Art. 51. São nulas de pleno direito, entre outras, as cláusulas contratuais relativas ao fornecimento de produtos e serviços que: IV - estabeleçam obrigações consideradas iníquas, abusivas, que coloquem o consumidor em desvantagem exagerada, ou sejam incompatíveis com a boa-fé ou a eqüidade;

Ademais, essa assessoria é um serviço que envolve o elemento confiança (intuitu personae). Assim, se o consumidor necessitar realmente de alguma assessoria técnica ou jurídica para orientá-lo acerca do contrato ou de outros detalhes relativos à aquisição do imóvel, ele pode (e deve) contratar diretamente um profissional ou advogado de sua confiança (e não alguém vinculado à incorporadora). O próprio Conselho Federal de Corretores de Imóveis (COFECI) condena esta prática e, mediante a Resolução nº 1.256/2012, estatuiu a seguinte norma proibitiva:

Art. 3º. É vedado aos inscritos no Regional cobrarem de seus clientes, para si ou para terceiros, qualquer taxa a título de assessoria administrativa jurídica ou outra, assim como devem denunciar ao Regional a cobrança de tais taxas quando feitas pelo incorporador, pelo construtor ou por seus prepostos.

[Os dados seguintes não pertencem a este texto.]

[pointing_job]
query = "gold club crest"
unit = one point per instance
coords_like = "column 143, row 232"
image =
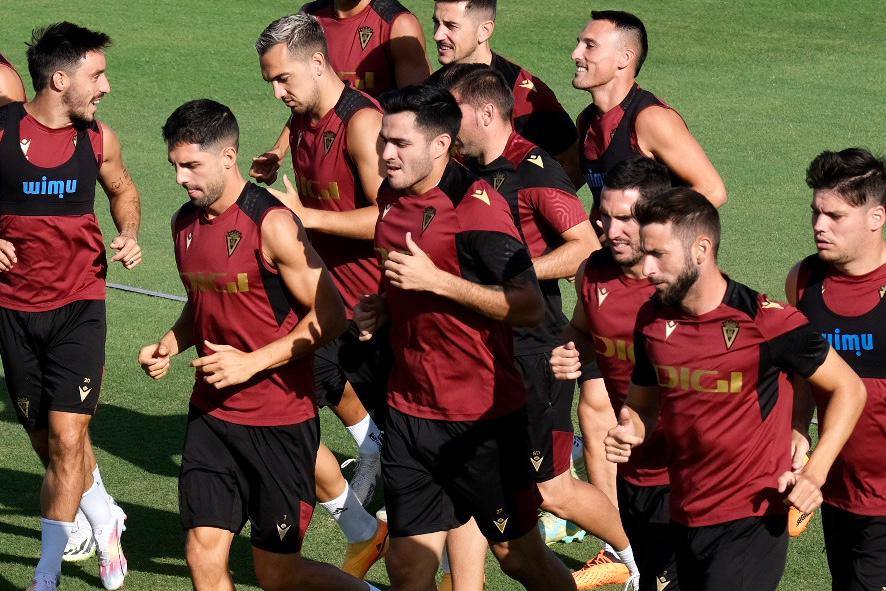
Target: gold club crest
column 730, row 331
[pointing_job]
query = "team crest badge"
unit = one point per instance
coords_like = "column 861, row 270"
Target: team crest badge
column 602, row 294
column 497, row 180
column 730, row 331
column 536, row 458
column 427, row 218
column 233, row 239
column 670, row 327
column 365, row 35
column 328, row 140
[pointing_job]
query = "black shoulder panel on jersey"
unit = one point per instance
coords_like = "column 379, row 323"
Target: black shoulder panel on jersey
column 742, row 298
column 256, row 201
column 350, row 102
column 456, row 181
column 388, row 10
column 538, row 169
column 509, row 70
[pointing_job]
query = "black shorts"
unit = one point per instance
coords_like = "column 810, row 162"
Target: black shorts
column 742, row 555
column 856, row 547
column 366, row 365
column 53, row 360
column 646, row 517
column 231, row 473
column 550, row 416
column 439, row 474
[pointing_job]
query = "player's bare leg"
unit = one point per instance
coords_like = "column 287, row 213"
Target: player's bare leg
column 528, row 561
column 412, row 561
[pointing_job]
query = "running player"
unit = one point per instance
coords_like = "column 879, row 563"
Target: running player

Manifesta, portanto, a abusividade de qualquer cláusula que estabeleça a cobrança desse serviço de assessoria técnico-imobiliária (SATI) ou atividade congênere. Observação final Ressalve-se, contudo, que a abusividade da SATI não deve implicar enriquecimento sem causa do consumidor de modo que eventual serviço específico prestado ao consumidor, como eventuais serviços de despachante ou a cobrança de taxas de serviços cartorários, podem ser efetivados.

INCORPORAÇÃO IMOBILIÁRIA Legitimidade passiva ad causam de incorporadora imobiliária em demanda que objetiva

restituição de comissão de corretagem e de SATI

Tem legitimidade passiva "ad causam" a incorporadora, na condição de promitente-vendedora, para responder a demanda em que é pleiteada pelo promitente-comprador a restituição dos valores pagos a título de comissão de corretagem e de taxa de assessoria técnico-imobiliária, alegando-se prática abusiva na transferência desses encargos ao consumidor.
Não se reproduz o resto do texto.